High Performance Analytics Toolkit (HPAT) is a Julia-based framework for big data analytics on clusters that is both easy to use and extremely fast; it is orders of magnitude faster than alternatives like Apache Spark*.
HPAT automatically parallelizes analytics tasks written in Julia, generates efficient MPI/C++ code, and uses existing high performance libraries such as HDF5 and Intel® Data Analytics Acceleration Library (Intel® DAAL). HPAT is based on ParallelAccelerator and CompilerTools packages.
HPAT is in early development and therefore feedback is highly appreciated.
Presentation at JuliaCon 2016:
$ julia -e 'Pkg.add("HPAT")'
$ mpirun -np 2 julia ~/.julia/v0.4/HPAT/examples/pi.jl --points=1000000
If there were any issues, make sure MPI.jl and ParallelAccelerator.jl are installed correctly.

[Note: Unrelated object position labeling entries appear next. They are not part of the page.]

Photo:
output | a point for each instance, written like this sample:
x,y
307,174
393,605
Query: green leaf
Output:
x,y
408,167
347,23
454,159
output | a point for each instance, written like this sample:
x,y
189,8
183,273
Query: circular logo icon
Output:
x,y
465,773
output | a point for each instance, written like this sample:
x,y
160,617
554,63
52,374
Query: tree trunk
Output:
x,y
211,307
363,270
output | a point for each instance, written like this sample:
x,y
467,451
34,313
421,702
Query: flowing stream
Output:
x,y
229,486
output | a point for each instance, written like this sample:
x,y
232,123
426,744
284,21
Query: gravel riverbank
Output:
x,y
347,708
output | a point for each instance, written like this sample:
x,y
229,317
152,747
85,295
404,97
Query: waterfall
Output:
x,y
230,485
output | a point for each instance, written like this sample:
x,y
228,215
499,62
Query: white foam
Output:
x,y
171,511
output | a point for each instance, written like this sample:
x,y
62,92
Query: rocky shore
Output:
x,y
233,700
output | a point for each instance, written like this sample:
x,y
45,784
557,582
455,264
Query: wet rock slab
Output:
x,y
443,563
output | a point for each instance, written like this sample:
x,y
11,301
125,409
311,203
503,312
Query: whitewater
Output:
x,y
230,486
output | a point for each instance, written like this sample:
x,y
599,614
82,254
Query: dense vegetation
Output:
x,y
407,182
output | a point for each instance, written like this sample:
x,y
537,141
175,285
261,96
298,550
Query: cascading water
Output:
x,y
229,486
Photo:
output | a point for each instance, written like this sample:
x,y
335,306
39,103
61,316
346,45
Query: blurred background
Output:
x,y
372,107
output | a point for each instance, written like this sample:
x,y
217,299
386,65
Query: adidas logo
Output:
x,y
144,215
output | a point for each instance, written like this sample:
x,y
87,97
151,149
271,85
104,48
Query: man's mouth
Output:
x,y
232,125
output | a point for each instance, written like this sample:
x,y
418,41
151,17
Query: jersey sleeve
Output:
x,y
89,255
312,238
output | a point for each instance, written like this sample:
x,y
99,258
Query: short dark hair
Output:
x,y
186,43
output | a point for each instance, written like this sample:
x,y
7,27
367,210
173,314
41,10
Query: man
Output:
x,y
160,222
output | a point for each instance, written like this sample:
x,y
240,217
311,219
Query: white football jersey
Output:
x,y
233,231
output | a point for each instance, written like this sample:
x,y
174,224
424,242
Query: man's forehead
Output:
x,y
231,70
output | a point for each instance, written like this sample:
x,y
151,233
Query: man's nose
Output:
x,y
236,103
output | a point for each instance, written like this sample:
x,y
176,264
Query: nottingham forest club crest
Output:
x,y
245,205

On Ubuntu, these commands resolve some MPI.jl issues:
$ sudo apt-get install -y g++ gcc gfortran cmake openmpi-bin openmpi-common libopenmpi-dev libhdf5-openmpi-dev
$ julia ~/.julia/v0.4/MPI/deps/build.jl
Front page of Spark* website demonstrates over two orders of magnitude speedup compared to Hadoop* on Logistic Regression example. Simply put, Spark* keeps data in memory while Hadoop* reads and writes to disks frequently.
HPAT is two orders of magnitude faster than Spark*! Data is kept in processor registers as much as possible with HPAT, which is necessary for best performance. In addition, HPAT doesn't have Spark*'s TCP/IP and Java Virtual Machine (JVM) overheads since it generates "bare-metal" MPI/C++ code.

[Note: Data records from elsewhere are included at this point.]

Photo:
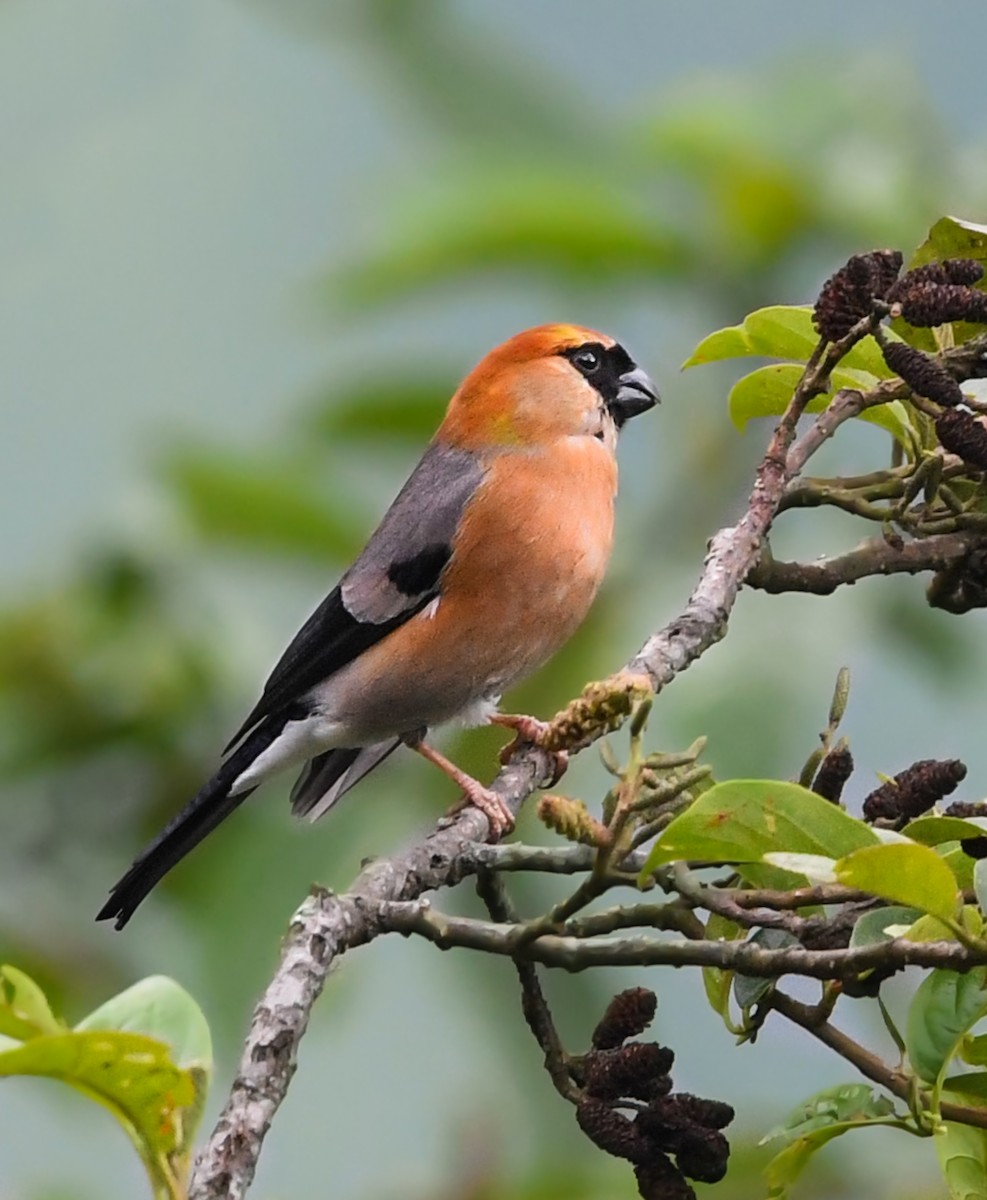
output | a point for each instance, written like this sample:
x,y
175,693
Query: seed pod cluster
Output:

Here is how one can compare the performance of HPAT and Spark* for Logistic Regression example on a local Ubuntu machine. Note that parallel HDF5 is required.
Install Julia and dependencies:
$ sudo add-apt-repository ppa:staticfloat/juliareleases
$ sudo add-apt-repository ppa:staticfloat/julia-deps
$ sudo apt-get update
$ sudo apt-get install -y gcc g++ gfortran cmake openmpi-bin openmpi-common libopenmpi-dev libhdf5-openmpi-dev julia libblas-dev libopenblas-dev
$ julia -e 'Pkg.add("HPAT")'
Generate input data:
# generate data with 100 million labeled instances
$ julia -e 'Pkg.add("HDF5")'
$ julia $HOME/.julia/v0.4/HPAT/generate_data/generate_logistic_regression.jl --instances=100000000 --path=/tmp/
Run Logistic Regression example of HPAT:
# run on 64 MPI processes
$ mpirun -np 8 julia $HOME/.julia/v0.4/HPAT/examples/logistic_regression.jl --iterations=200 --file=/tmp/logistic_regression.hdf5 &> lr_hpat.out
Run Logistic Regression example of Spark*:
# assuming spark is configured properly (with driver and executor memory set)
$ spark-submit $SPARK_HOME/examples/src/main/python/logistic_regression.py /tmp/logistic_regression.csv 200 &> lr_spark.out
Monte Carlo Pi estimation is another interesting example of Spark*. HPAT is over 1000 times faster for this case for various reasons! First, HPAT can divide computation statically since it generates code rather than executing the program operation-by-operation. Spark* uses a dynamic scheduler with high overhead. But more importantly, Spark* generates an enormous array for the map operation, then executes the reduce operation. However, HPAT uses ParallelAccelerator which removes unnecessary arrays. Therefore, HPAT doesn't create any arrays and the generated code is just a simple loop. Hence, the computation is performed in registers and there is no extra memory access.
Run Pi example of HPAT:
$ mpirun -np 64 julia ~/.julia/v0.4/HPAT/examples/pi.jl --points=10000000
Run Pi example of Spark*:
$ spark-submit $SPARK_HOME/examples/src/main/python/pi.py 100 &> pi_spark.out
Programmers need to follow these directions in order to use HPAT effectively:
- The analytics task should be written in a self-contained function
which is annotated with
@acc hpat
. - Reading the input samples should be done using the
DataSource
syntax. - The computation should be in the form of high-level matrix/vector computations or comprehensions since HPAT does not parallelize sequential loops.
- Julia's column-major order should be followed for matrices since HPAT divides the data across columns. This means that features of a sample are in a column of the samples matrix.
Currently, there is a high initialization cost (e.g. 25s) the first time HPAT is used within a Julia runtime since package precompilation of Julia v0.4 is very limited. We are working on various solutions.